Overestimating Our Innocence in Afghanistan
Note: Derrick Crowe is the Afghanistan blog fellow for Brave New Foundation / The Seminal. Learn how the war in Afghanistan undermines U.S. security: watch Rethink Afghanistan (Part Six), & visit http://rethinkafghanistan.com/blog.
The Center for American Progress (CAP) published a piece on just war criteria and the war in Afghanistan (we’ll come back to this, don’t worry) that paraphrased Reinhold Niebuhr, President Obama’s favorite theologian, on American self-image and action on the international stage:
One of the biggest problems of American foreign policy, Niebuhr contended, is that Americans are tempted to overreach, to overestimate the innocence of our own power, and thus also overestimate its possible effectiveness.
This made me think of Malalai Joya. The former member of the Afghan parliament wants the U.S. out of her country post-haste [h/t Tina Rife]:
They [occupying forces] say if troops leave, the Taliban will eat us. But they are supporting the Taliban today, supporting warlords. Both of them are eating us. To fight against one enemy is easier than two. We are between two enemies [the occupiers and the extremists].

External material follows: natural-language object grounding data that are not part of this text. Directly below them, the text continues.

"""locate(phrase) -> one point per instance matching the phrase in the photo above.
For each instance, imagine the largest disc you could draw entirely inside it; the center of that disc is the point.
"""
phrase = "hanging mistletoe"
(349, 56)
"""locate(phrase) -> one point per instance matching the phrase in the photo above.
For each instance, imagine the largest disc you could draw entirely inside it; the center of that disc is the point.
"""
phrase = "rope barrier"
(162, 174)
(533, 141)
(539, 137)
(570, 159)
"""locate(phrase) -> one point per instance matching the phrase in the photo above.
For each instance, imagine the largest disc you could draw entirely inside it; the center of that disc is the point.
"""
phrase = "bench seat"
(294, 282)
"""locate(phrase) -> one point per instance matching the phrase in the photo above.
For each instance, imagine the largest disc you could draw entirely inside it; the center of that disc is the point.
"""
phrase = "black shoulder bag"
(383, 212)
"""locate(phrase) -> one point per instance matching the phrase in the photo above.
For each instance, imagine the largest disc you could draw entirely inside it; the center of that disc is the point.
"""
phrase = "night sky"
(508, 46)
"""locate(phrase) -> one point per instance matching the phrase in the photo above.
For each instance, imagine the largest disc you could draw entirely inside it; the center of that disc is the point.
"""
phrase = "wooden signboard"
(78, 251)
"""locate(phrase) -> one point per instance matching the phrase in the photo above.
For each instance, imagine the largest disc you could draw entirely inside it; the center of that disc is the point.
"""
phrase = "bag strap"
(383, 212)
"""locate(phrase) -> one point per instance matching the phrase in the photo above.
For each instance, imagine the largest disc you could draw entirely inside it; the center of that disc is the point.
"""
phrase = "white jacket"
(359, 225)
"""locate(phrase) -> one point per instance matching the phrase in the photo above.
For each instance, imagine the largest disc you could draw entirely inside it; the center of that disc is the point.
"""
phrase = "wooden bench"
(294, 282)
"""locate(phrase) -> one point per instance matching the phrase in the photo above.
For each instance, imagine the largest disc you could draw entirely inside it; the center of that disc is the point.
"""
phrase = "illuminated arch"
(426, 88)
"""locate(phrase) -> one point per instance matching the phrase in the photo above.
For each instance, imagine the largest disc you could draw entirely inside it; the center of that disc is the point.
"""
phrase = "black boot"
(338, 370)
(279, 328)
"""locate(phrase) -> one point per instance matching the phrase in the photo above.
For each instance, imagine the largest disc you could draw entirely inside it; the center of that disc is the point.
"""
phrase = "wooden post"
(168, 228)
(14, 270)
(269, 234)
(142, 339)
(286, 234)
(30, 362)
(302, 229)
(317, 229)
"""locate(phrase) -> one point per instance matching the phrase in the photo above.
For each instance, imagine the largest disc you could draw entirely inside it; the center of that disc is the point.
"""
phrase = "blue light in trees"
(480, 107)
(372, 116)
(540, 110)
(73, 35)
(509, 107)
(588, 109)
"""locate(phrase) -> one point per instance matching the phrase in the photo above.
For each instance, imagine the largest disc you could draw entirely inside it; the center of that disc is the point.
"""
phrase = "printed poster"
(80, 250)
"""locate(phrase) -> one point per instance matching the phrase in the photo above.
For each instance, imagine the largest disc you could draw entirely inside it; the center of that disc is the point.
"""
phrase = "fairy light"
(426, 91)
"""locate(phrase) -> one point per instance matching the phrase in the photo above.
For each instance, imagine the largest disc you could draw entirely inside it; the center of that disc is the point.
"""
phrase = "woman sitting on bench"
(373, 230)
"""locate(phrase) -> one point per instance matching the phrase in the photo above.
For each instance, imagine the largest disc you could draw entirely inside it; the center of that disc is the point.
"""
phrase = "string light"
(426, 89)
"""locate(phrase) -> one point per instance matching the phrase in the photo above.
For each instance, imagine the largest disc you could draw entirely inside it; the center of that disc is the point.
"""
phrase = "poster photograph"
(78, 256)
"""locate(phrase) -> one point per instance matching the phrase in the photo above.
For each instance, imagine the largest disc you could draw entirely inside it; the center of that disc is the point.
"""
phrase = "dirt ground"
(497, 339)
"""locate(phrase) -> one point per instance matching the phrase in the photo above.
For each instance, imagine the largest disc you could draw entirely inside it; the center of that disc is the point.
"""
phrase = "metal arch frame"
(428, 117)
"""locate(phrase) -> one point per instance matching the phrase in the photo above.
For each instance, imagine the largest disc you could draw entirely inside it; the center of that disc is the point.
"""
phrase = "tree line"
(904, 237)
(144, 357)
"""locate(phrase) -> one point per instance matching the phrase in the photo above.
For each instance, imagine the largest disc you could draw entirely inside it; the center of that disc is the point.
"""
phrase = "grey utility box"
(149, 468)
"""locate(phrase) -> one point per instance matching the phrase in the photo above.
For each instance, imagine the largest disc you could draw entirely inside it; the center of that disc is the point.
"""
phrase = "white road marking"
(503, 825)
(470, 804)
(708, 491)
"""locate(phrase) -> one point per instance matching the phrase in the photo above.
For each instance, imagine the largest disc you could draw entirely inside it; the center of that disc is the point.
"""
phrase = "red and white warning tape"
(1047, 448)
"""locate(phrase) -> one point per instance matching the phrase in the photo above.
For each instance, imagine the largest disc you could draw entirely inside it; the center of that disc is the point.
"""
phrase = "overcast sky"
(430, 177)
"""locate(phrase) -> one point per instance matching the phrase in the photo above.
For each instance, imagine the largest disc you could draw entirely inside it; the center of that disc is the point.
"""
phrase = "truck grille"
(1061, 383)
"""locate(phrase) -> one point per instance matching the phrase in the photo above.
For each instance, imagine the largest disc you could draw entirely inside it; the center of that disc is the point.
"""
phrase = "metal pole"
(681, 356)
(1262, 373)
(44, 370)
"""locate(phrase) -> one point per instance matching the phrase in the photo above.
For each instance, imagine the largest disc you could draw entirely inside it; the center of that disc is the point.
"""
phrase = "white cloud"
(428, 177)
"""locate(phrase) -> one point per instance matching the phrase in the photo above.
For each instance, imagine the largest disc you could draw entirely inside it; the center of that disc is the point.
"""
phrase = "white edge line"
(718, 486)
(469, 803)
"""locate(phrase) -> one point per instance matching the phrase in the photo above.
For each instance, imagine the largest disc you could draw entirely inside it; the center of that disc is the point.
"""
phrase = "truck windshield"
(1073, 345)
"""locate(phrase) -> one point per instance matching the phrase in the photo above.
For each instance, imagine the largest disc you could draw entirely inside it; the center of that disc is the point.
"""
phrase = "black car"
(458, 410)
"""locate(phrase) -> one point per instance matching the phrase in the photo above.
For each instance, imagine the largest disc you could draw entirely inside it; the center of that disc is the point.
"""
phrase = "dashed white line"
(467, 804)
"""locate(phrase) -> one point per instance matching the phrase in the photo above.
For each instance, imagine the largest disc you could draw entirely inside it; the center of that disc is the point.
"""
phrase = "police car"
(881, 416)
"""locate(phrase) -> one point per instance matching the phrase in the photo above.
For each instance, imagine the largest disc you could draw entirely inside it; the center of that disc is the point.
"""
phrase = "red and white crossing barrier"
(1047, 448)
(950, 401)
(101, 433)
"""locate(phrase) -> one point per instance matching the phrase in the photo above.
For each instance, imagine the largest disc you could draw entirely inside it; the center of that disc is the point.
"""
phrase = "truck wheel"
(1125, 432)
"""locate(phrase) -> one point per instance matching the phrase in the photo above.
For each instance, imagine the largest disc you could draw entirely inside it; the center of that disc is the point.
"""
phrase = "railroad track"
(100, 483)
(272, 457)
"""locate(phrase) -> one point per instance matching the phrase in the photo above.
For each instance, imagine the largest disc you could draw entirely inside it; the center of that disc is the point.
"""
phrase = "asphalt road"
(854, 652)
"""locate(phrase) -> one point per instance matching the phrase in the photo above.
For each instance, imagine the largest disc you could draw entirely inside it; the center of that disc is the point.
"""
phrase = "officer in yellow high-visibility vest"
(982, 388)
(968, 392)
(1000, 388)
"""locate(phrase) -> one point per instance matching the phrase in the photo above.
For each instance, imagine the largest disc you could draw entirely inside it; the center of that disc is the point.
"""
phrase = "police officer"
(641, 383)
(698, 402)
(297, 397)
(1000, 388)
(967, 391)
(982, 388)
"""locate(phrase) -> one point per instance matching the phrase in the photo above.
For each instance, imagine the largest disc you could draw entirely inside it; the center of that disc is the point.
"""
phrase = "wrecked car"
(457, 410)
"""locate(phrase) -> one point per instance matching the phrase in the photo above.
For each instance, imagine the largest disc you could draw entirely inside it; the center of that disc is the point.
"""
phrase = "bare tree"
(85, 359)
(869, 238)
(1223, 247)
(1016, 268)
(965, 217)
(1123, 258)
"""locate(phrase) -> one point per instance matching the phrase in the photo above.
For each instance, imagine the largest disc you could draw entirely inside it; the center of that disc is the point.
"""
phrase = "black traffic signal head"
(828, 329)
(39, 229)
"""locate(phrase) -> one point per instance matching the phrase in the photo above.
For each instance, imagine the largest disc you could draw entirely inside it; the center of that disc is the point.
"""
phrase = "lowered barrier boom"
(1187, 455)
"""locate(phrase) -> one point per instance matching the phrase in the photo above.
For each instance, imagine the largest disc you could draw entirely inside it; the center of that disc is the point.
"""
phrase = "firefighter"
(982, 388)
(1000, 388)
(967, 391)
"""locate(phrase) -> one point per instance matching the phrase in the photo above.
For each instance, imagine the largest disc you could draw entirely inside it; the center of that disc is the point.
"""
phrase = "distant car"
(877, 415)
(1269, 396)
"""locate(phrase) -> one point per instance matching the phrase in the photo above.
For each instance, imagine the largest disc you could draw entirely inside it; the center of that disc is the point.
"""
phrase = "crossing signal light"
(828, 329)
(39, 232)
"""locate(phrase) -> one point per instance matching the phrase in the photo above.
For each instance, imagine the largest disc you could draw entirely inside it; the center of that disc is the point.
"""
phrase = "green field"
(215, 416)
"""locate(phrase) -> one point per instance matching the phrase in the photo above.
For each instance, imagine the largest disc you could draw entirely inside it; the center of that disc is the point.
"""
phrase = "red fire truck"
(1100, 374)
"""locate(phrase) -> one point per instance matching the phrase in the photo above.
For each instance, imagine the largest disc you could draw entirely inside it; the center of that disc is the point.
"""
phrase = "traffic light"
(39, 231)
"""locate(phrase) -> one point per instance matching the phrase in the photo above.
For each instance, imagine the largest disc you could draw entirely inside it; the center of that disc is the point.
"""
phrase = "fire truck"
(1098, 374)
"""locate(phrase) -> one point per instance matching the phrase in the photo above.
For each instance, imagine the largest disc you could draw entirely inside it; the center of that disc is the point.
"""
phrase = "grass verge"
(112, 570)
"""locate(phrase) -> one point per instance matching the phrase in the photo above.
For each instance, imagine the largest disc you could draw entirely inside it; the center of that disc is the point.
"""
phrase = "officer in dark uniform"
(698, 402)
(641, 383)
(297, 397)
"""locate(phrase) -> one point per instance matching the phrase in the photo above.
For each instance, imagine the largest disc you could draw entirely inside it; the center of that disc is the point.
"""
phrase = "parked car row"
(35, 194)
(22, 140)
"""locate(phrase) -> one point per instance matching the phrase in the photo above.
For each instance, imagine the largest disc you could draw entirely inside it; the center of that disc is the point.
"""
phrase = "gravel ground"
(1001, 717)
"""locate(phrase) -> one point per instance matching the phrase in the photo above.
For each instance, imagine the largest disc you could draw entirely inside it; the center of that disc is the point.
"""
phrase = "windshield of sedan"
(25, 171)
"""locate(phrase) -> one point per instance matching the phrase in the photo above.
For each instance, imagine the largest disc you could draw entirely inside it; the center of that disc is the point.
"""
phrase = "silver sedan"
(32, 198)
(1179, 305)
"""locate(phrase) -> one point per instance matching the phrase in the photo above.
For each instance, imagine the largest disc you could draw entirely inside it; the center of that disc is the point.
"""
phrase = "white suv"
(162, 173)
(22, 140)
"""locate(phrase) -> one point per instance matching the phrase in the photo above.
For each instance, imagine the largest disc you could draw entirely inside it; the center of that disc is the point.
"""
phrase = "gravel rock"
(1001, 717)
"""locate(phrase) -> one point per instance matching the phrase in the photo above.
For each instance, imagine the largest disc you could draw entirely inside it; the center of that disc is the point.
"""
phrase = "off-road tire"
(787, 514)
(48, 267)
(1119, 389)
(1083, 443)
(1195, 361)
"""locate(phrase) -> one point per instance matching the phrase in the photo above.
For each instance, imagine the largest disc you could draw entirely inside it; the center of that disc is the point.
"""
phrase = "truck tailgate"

This extreme skepticism of (or even contempt of) the idea that the U.S. military can be a good actor in that country often does not compute with American policymakers. For those that badly want to help, they can’t understand the way Joya wants to bat away their hand. For all my disagreements with Niebuhr on issues of war and peace, I would recommend that the “We Just Want to Help” crowd take a moment to reflect on CAP’s paraphrase of Niebuhr’s thought on just war. Neither we nor the people we try to help can afford continued American overreach and overestimation of the innocence of our exercise of power.